Reklama
  • Wiadomości

Rosjanie atakują lotnisko w Doniecku i Debalczewo

Mimo zawieszenia broni na wschodniej Ukrainie Rosjanie kontynuują walki mające na celu poprawę ich sytuacji logistycznej w Donbasie. Koncentrują się one wokół lotniska w Doniecku i Debalczewa.

Fot. mil.ru
Fot. mil.ru

Zdaniem przewodniczącego ukraińskiego parlamentu "rozejm na wschodzie Ukrainy został już naruszony ponad 1000 razy od momentu jego zwarcia" tj. 5 września br. Ołeksandr Turczynow dodał również, że w związku z działaniami sił rosyjskich nadal giną żołnierze sił rządowych oraz cywile. 

Spiker zabrał głos w związku ze zmasowanym szturmem jaki Rosjanie przypuścili wczoraj (2.10) na lotnisko w Doniecku. Wcześniej, w środę, ruszali do ataku cztery razy, ale nie udało im się wyprzeć Ukraińców. Uderzenie na obiekt jest przeprowadzane przy użyciu czołgów, mobilnych zestawów rakietowych Grad, artylerii i moździerzy.

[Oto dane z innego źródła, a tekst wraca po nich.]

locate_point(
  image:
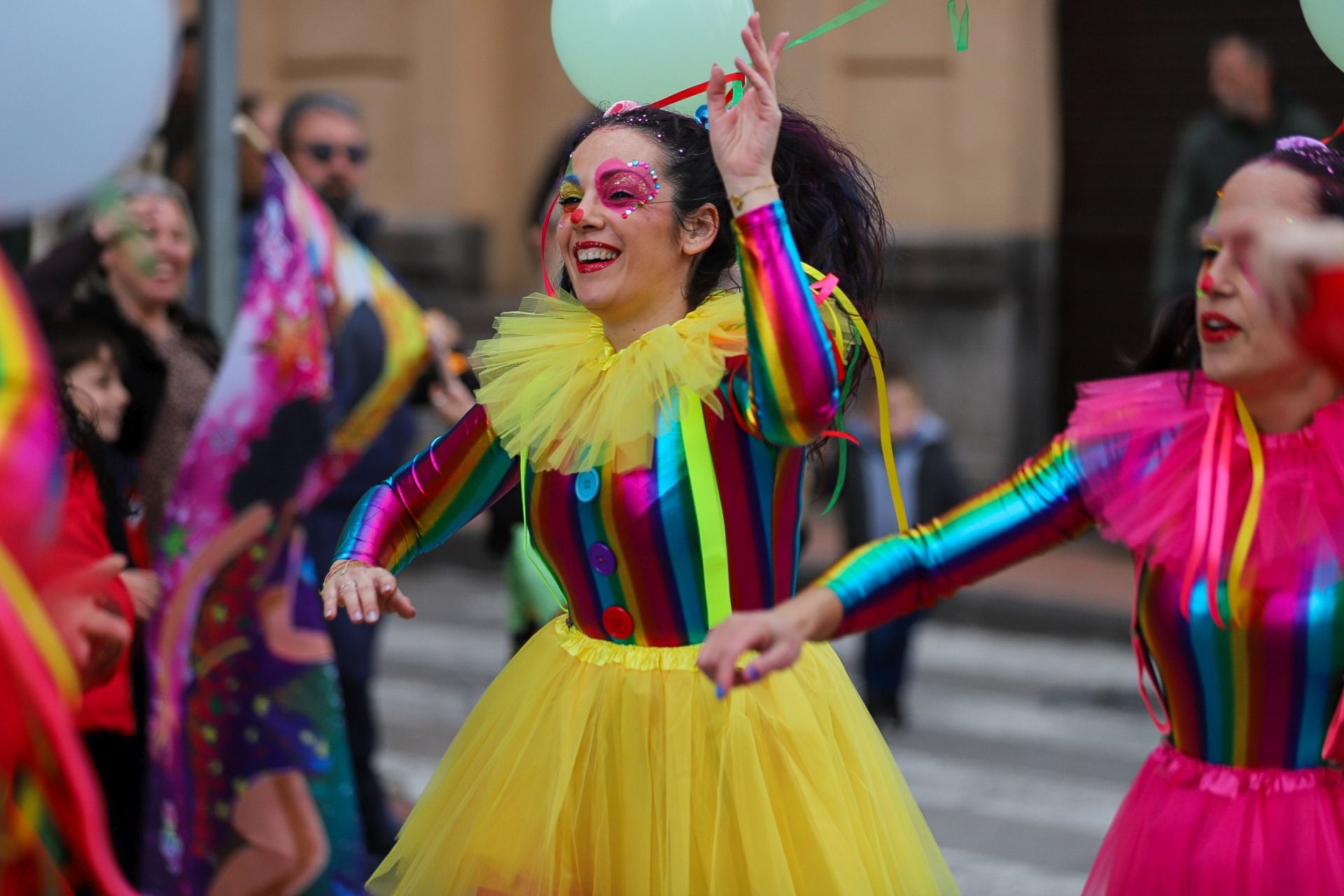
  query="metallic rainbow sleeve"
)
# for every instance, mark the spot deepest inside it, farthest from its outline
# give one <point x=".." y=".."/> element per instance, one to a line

Siły rosyjskie walczą nie tylko o kontrolę nad portem lotniczym, ale także miastem Debalczewo, które pozostając w rękach oddziałów ukraińskich, nie pozwala na wykorzystanie strategicznej drogi H04 pomiędzy Donieckiem i Ługańskiem. Oba cele mają dla Rosjan ważne znaczenie w kontekście logistycznym tj. zaopatrywania z Rosji tzw. "republik ludowych" stworzonych siłą rosyjskich bagnetów na wschodzie Ukrainy. Z tego samego powodu niewykluczone, że mimo zawieszenia broni Moskwa będzie próbowała w najbliższym czasie przejąć również port w Mariupolu, przez który przed wybuchem konfliktu eksportowano większość donbaskiego węgla.